It seems the answer I submitted earlier did not make to the list. I appolgize
if this creates a second message on the same topic.

> I suppose version 2 is the one you'd like to become part of Boost,
> then? I agree that the free functions are a good stepping stone for
> implementing iterators.

I would prefer to start with version 1, and add iterator adapters only after
they are properly designed.

> > 2) IO - currently it is out of the scope of this library.
> Why? You can do nice things such as automatically setting the right
> codecvt based on the byte order mark. Works like a bliss. Again, I do
> have some code lying around for this. codecvt facets also provide more
> opportunity for optimisation.

Is your code publicly available? Maybe we can join forces and submit the
library together.

> > 4) A string type. There are way too many C++ string types out there
already, and I wanted to provide a tool for
> making them work with UTF-8 encoding, rather than introducing yet another
string class.
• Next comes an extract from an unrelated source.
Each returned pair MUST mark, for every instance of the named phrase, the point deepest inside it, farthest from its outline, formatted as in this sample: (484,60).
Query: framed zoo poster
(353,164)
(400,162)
Probably the
> same philosophy as Boost String Algorithms
> I'm sorry, I fail to see how that argument works exactly. Can you elaborate?
> Algorithms that work on different kinds of containers: use free
> functions. I follow that. The alternative is to implement them as
> methods of a string class. Is that the alternative you have in mind?
> That was not what I meant.
> A UTF-encoded string is a container with codepoints (21-bit numbers)
> in an encoded form. The encoding puts some well-formedness constraints
> on the underlying bitstring. This is not unlike std::stack. Why not
> put the constraints in the type?

I indeed thought you meant another std::string like class. Could you give an
example how would it look like from a user's perspective?